News

New site located for Nash Community College rain garden

Environmental, Sound Rivers, Stormwater, Stormwater Issues, Stormwater Restoration Projects, Stormwater Runoff

Posted on January 20th, 2022

Kris Bass Engineering Project Engineer Simon Gregg (left) and Backwater Environmental President Robert Osborne (right) look over the first of two rain gardens during a recent site visit to Nash Community College.

One of two rain gardens is near completion and a new site has been identified for the other as Nash Community College takes the plunge to handle its stormwater issues.

“They just put a river rock border around the mulch bed of that first rain garden, so it should be ready for plants once it gets a little warmer,” said Sound Rivers Environmental Projects Coordinator Clay Barber.

The second rain garden’s new location is slated for a low-lying area at the Early College High School, but there are a few steps needed before construction begins: utility companies identifying what, if any, utilities are located there, and the engineering team determining how much water flows into the site.
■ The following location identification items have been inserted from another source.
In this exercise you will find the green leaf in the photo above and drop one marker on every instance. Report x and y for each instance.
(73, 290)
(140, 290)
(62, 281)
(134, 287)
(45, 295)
“It’s a low, grassy area that has a drain in the middle, so it feeds into the underground network of storm drains. It’s catching a lot of runoff and sediment from the Early College High School parking lot,” Clay said. “It looks like when it rains there’s a couple of inches of standing water in the parking lot and on the sidewalk and nobody likes to have to walk through that — we like to solve problems when we find them so this will be a couple of birds with one stone, you know?”

Kris Bass Engineering and Backwater Environmental are working with Sound Rivers to construct the stormwater projects, courtesy of a state Environmental Enhancement Grant. In addition, a third project — the widening and repair of an eroded swale across the campus — is almost ready to start.